Himpunan Pendidik dan Tenaga Kependidikan Anak Usia Dini Indonesia (Himpaudi) Kabupaten Nunukan menggelar peringatan Isra Mi’raj Nabi Muhammad SAW pada 7 Februari 2026. Kegiatan ini berlangsung di Masjid PAUD Qolbun Salim, Nunukan.
Acara tersebut dihadiri perwakilan dari 34 lembaga PAUD non-formal se-Kecamatan Nunukan dan Nunukan Selatan. Selain sebagai ajang silaturahmi, pertemuan ini juga dimanfaatkan untuk konsolidasi organisasi.
Ketua Panitia, Warjiyem, S.Pd., menyampaikan bahwa momentum Isra Mi’raj turut digunakan untuk mematangkan program kerja menyambut bulan suci Ramadan. Rangkaian agenda yang direncanakan meliputi buka puasa bersama, aksi sosial berbagi sembako, serta pelaksanaan Bazar Ramadan yang akan melibatkan partisipasi aktif seluruh lembaga di bawah naungan Himpaudi.

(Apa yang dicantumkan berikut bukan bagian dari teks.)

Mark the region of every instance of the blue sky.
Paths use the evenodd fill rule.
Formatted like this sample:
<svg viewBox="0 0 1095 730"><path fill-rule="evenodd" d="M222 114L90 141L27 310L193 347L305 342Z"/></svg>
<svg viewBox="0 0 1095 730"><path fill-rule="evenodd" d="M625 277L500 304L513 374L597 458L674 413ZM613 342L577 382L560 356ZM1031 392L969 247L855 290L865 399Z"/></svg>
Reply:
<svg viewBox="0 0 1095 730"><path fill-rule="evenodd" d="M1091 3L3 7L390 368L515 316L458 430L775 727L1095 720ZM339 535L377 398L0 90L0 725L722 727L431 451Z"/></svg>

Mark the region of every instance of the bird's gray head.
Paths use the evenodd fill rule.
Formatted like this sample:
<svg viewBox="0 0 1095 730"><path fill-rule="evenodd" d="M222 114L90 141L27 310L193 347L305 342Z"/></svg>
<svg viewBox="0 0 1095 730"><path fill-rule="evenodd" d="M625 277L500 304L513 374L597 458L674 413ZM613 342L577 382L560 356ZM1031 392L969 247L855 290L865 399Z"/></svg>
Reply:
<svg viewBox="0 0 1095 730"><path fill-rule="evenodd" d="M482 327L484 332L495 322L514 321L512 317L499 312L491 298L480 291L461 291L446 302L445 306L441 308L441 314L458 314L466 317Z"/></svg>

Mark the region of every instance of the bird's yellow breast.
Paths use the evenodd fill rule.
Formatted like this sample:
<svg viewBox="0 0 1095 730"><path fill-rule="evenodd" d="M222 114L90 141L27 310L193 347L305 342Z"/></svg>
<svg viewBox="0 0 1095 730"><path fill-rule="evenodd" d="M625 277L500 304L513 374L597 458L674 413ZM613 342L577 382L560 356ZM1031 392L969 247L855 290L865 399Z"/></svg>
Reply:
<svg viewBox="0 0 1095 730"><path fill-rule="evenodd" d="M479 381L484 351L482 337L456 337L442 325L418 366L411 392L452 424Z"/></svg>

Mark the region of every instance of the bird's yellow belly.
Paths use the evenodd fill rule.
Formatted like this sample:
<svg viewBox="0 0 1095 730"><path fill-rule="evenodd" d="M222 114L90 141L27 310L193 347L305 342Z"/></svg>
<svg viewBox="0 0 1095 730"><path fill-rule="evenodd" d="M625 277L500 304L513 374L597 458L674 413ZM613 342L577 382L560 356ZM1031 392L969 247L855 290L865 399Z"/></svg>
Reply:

Dalam ceramahnya, Ust. Alamsyah menekankan sisi spiritual perjalanan Isra Mi’raj. Ia menyebut perjalanan Rasulullah SAW dari Masjidil Haram ke Masjidil Aqsa hingga Sidratul Muntaha dalam satu malam sebagai bukti kekuasaan Allah SWT yang melampaui batas logika manusia.
Menurutnya, peristiwa tersebut menjadi ujian keimanan, karena umat diminta meyakini kebesaran Allah di atas keterbatasan akal. Ia mengajak jamaah meneladani keteguhan iman Rasulullah SAW serta menyadari bahwa tidak ada yang mustahil bagi Allah dalam menguji maupun mengangkat derajat hamba-Nya.
Ust. Alamsyah juga menggarisbawahi hikmah utama Isra Mi’raj, yakni turunnya perintah salat lima waktu yang diterima langsung oleh Rasulullah SAW tanpa perantara malaikat. Ia menyampaikan bahwa salat dapat dimaknai sebagai “mi’raj harian” umat Islam, yakni sarana untuk berkomunikasi langsung dengan Sang Pencipta di tengah kesibukan. Karena itu, ia menyerukan para pendidik dan hadirin untuk menjaga serta menegakkan salat sebagai fondasi hubungan seorang hamba dengan Allah SWT.